Voor de meesten zijn deze prenten geheimschrift, maar met enige moeite is het toch wel zeer goed mogelijk daar wat van te leren. Jachtopzieners en stropers zijn meestal zeer bedreven in het sporen lezen en zij kennen de prenten van vos, haas, konijn, bunzing en boskat even goed uit elkaar, als de zoolindrukken van korhaan of snip, fazant of patrijs.
Intieme geheimen verraden
U moet met de mannen van het vak eens een toch maken door de besneeuwde bossen om ten volle de opwinding te voelen, welke er van dit spoorzoeken uitgaat, want de vele simpele indrukjes, welke zich als lange snoeren aan een rijgen door het bos en over de heide, over de hellingen van het stuifzand en rondom de hoenderhokken, verraden nu en dan verrassende bijzonderheden uit het intieme leven der dieren.
Ge kunt er de aanwijzingen vinden van vervolgingen en gevechten, van een felle, onbarmhartige strijd op leven en dood: kleine drama’s, die de blanke sneeuw voor enkele momenten onder uw aandacht brengt.
Over sporen en spoorzoeken is veel interessants te vertellen en het zou menige kolom vullen, wanneer wij u verhaalden van het bedrjif der jachtopzieners, die in deze tijd vossen en wezels, bunzings en hermelijnen grimmig vervolgen, alsmede over het doen en laten der stropers, die er op uit zijn een stuk wild te bemachtigen, nu het spoor maar gevolgd behoeft te worden om de schuilplaats van haas of konijn te ontdekken.
Rijp, sneeuw en vorst zijn alzo bijzondere attracties voor elkeen, die gezond en wel ter been niet al te zeer verstoken is van aardse goederen. Niet allen echter verkeren in deze omstandigheden en dit moge ons een spoorslag zijn in onze omgeving – juist in deze Kersttijd – te helpen, waar hulp zo welkom zou zijn. En ook moogt ge niet vergeten deze winterhulp uit te breiden tot onze vogels, die in zulke dagen dikwijls honger en vooral dorst(!) lijden…..

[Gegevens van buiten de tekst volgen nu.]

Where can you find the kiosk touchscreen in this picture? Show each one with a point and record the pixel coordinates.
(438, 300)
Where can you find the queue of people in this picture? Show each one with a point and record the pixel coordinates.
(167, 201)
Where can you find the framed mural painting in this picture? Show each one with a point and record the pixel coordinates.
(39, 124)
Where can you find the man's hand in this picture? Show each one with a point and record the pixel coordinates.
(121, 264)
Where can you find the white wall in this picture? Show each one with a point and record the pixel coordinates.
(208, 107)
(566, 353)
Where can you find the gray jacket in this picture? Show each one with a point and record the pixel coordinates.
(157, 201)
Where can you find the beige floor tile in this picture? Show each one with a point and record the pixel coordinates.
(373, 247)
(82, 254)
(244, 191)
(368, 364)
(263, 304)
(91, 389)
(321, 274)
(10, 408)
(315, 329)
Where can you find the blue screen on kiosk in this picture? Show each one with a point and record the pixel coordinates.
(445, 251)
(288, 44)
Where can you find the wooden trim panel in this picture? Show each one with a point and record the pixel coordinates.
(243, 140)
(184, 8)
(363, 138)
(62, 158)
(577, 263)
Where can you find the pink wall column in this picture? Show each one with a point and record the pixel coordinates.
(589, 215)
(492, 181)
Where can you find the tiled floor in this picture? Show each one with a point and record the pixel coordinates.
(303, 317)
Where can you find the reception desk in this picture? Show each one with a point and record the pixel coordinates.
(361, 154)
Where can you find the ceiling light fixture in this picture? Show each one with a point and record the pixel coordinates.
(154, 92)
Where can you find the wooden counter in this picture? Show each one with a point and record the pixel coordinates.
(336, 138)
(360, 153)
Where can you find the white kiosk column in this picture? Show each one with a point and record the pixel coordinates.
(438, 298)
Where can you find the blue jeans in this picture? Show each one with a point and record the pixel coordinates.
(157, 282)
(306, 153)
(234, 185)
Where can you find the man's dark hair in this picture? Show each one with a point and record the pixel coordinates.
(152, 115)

Uit: Toeristenkampioen – 2e jaargang – 25 december 1937
___________________________________________________________________________________________
Om het artikel zo authentiek mogelijk te houden zijn de originele foto’s gebruikt en hebben wij getracht om het zoveel mogelijk over te nemen in de originele spelling. Die spelling is een mengvorm tussen de spelling Marchant (die in 1934 werd ingevoerd) en de spelling De Vries en Te Winkel waarin Jac. Gazenbeek heeft leren schrijven. Zulke mengvormen waren rond 1935 gebruikelijk.